Blockchain technology will mainly be used to verify the identity of every person on the network, to prevent duplicate votes.
Seoul’s new initiative, called Democracy Seoul, is in line with the central government’s vision of establishing a more open and platform for discussions between the government and the general public. Since October, 2018, the city has been embracing all things blockchain—including a distributed-ledger system for used-car sales people—as part of a $109 million blockchain masterplan. Seoul is using a proprietary blockchain.
South Korea’s legacy petition system
For years, South Korea has allowed its citizens to submit any petition on the official website of the Blue House, the office of the country’s President. When a petition reaches 200,000 votes nationwide, the government is required to address it publicly.
The blockchain platform developed by the government of Seoul would operate similarly to the Blue House’s petition system, but is exclusive to residents in the city.
If a proposal made on the blockchain platform reaches 1,000 votes from residents, Seoul’s Mayor Park Won-soon will respond to it.
Eliminating double voting
Democracy Seoul addresses one of the major criticisms of the national petition system, which has been plagued by double voting and fake identities.

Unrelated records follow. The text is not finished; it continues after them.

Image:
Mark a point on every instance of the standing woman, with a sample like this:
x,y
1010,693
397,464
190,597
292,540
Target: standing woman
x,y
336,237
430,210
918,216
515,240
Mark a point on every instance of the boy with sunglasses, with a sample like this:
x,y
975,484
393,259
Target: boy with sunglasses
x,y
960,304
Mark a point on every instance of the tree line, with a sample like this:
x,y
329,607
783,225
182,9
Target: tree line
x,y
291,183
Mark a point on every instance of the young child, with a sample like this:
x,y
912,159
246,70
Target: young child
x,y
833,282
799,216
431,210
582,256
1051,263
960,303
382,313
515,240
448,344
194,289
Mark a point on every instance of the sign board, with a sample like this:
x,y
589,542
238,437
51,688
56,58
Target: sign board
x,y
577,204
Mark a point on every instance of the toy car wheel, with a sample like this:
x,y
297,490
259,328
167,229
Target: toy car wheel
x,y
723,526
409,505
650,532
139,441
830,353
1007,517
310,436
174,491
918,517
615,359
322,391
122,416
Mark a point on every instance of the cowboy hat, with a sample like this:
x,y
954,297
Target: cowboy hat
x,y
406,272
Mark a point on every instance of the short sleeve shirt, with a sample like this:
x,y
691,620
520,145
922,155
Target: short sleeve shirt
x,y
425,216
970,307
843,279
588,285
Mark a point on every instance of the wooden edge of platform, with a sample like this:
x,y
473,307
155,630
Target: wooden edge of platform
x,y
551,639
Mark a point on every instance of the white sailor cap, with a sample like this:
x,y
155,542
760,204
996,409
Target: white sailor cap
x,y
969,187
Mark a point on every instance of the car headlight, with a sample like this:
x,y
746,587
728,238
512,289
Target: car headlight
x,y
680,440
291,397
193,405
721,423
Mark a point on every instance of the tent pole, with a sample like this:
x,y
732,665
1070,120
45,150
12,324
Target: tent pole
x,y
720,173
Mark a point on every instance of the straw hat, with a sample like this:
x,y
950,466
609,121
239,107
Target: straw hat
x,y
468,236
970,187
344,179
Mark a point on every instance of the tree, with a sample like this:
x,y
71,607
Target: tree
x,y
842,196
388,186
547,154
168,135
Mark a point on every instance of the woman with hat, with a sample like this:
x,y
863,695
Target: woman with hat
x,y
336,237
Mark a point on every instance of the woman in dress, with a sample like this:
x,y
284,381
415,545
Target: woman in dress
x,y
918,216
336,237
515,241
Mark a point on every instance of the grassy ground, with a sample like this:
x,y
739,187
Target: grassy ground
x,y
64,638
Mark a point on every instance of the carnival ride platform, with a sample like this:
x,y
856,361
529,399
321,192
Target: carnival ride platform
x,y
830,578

The system forces the government to respond if any petition gets at least 200,000 votes within 30 days.
However, as Kookmin University journalism professor Son Young-joon has pointed out, even someone with little understanding of technology can fraudulently vote—as much as four times— simply by using different usernames and Internet service providers.
A blockchain-based system that authenticates voters is expected to fix that. “A citizen-led process of creating practical policies goes in line with the vision of Seoul city that every resident is the Mayor,” said Democracy Seoul chairperson Oh Gwan-young said. “Seoul will continue to increase the cooperation of residents in shaping local policies through the platform."